In 2000, Parrott began filing reports with the city attorney's office about the situation in the neighborhood and in her house in particular and sent letters to the city-county health department. Then her attorney sent the city attorney's office an offer to sell her house to them at what she thought was fair market value. "There was no response," she says. "They acted like I wasn't even alive."
Yet when she wrote asking about the possibility of an underground waterway beneath the area, assistant city attorney Thomas Rykowski wrote back: "Our records indicate that an underground system exists in the Washita/South Campbell area. Our staff is currently searching for drawings or diagrams of this system."
In 2006, Parrott used her files of documents and wrote a book chronicling the situation and sent copies to the Environmental Protection Agency, the Missouri Department of Natural Resources and Attorney General Jay Nixon.
Rykowski says the city is at loggerheads with Parrott and won't go further with buying Parrott's house because she wants to retain the right to sue the city for damages in addition to selling her house to the city. "She wanted to reserve the right to sue me for something I'm trying to pay for," Rykowski said.
Parrott itemized the expenses she has incurred fighting the water over the years, and it totals $130,000. That's what she's asking the city for above the selling price of her house. "I've used up all my savings on this," she says. "I'm living on Social Security only now."
"It appears there is no determination that the cause of (any damages) is nothing caused by or in control of the city," Rykowski says.
Yet Wagner now says the flooding in the neighborhood is due to a drainage pipe that is too small to hold the run-off from the neighborhood, where it runs under the streets to a nearby Conoco station. To lay a larger pipe where the smaller one is would run into too much money and into problems working around City Utilities lines and equipment to the area.

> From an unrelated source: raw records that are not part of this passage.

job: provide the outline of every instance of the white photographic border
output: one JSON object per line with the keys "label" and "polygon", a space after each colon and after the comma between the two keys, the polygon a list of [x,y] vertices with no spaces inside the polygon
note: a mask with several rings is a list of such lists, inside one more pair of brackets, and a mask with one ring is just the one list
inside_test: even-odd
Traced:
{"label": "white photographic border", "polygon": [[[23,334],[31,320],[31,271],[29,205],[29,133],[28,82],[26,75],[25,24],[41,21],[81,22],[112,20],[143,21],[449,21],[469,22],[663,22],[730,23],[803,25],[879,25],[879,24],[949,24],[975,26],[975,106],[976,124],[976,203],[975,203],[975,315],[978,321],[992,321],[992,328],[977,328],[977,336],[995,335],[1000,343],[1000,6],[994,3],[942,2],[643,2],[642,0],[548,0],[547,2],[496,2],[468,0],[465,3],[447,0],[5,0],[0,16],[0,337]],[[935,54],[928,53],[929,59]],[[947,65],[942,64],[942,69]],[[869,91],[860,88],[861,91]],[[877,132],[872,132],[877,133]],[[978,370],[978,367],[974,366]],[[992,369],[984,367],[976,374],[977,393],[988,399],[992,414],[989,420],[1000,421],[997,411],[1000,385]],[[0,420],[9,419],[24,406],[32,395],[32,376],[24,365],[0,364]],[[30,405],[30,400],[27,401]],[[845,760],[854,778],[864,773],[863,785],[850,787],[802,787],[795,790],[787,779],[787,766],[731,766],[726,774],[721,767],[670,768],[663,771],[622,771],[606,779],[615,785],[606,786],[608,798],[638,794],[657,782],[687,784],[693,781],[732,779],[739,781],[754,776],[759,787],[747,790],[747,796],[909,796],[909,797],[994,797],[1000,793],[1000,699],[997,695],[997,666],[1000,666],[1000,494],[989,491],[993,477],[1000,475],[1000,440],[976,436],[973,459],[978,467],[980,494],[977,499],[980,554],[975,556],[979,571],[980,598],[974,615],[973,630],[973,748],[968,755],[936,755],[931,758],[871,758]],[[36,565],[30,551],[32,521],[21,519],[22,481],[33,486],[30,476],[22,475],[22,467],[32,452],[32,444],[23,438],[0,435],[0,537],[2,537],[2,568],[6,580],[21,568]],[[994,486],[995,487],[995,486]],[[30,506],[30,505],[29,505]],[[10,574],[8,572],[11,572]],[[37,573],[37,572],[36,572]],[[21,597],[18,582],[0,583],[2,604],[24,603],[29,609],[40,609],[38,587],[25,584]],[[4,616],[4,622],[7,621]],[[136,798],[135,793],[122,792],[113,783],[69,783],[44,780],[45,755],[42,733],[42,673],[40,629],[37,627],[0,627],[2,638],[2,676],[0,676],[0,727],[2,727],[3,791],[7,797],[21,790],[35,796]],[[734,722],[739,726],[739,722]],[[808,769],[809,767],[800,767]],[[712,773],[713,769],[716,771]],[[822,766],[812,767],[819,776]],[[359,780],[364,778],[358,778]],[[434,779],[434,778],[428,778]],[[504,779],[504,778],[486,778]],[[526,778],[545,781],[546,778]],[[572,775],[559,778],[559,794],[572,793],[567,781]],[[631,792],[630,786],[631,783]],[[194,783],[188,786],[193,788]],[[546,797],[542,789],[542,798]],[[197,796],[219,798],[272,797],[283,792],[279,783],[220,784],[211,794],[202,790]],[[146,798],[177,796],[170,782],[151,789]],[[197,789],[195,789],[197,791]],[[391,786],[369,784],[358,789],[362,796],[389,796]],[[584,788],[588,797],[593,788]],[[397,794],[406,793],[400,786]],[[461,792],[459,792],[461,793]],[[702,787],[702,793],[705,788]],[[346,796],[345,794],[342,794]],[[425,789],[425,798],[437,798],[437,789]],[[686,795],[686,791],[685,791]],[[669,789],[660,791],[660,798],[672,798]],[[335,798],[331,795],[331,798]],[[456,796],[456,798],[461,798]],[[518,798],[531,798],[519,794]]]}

Is it not the city's negligence that an outdated and inadequate sewer pipe has been allowed to stay in the area for so long?
Wagner says the Public Works Department's remedy for the situation would be to buy Parrott's house and use the empty lot, and the one to the west, to make a retention basin. The west one has already been sold to the city and razed — that neighbor had only lived there two years and didn't have much of an investment in trying to cope with the floods.

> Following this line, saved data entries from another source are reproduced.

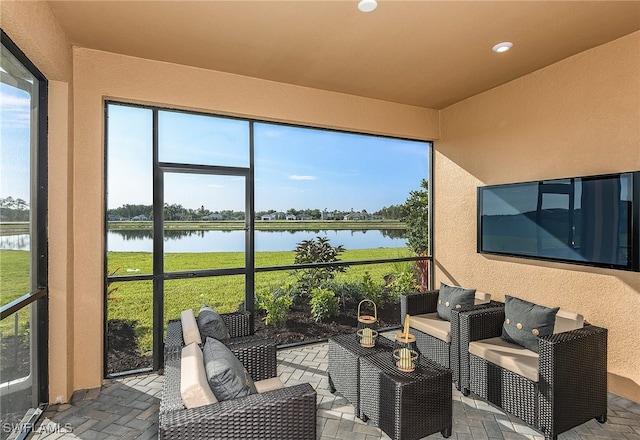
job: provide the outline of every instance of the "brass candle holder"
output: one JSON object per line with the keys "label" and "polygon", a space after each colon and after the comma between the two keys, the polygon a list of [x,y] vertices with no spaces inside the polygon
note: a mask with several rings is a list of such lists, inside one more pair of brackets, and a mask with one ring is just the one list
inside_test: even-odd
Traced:
{"label": "brass candle holder", "polygon": [[[373,305],[373,315],[366,315],[361,313],[363,303],[370,303]],[[378,338],[378,330],[376,330],[378,324],[378,309],[376,304],[370,299],[363,299],[358,304],[358,331],[356,337],[358,342],[365,348],[372,348],[376,345]]]}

So here the neighborhood sits, held hostage to a legal disagreement. No retention basin, no work on the inadequate draining system in the area. How long are they going to have to live with the flooding while the legal battle goes on?
Our sewer system is something every taxpayer funds, in the trust that their property and health will be cared for. Allowing raw sewage to escape and even pool beneath people's houses is not protecting their health. Allowing repeated, debilitating decay and damage to a house is not protecting the taxpayer's property.
Parrott has an attorney, Rick Muenks, working on a lawsuit, but it has not been filed.
Most people would have given up a long time ago. Parrott says she's just too committed to let the problems continue without bringing them to light and some kind of positive outcome. "I wouldn't sell and leave somebody else with my problems. I may be at this till I die. But I'll die standing upright, even if they have to bury me standing."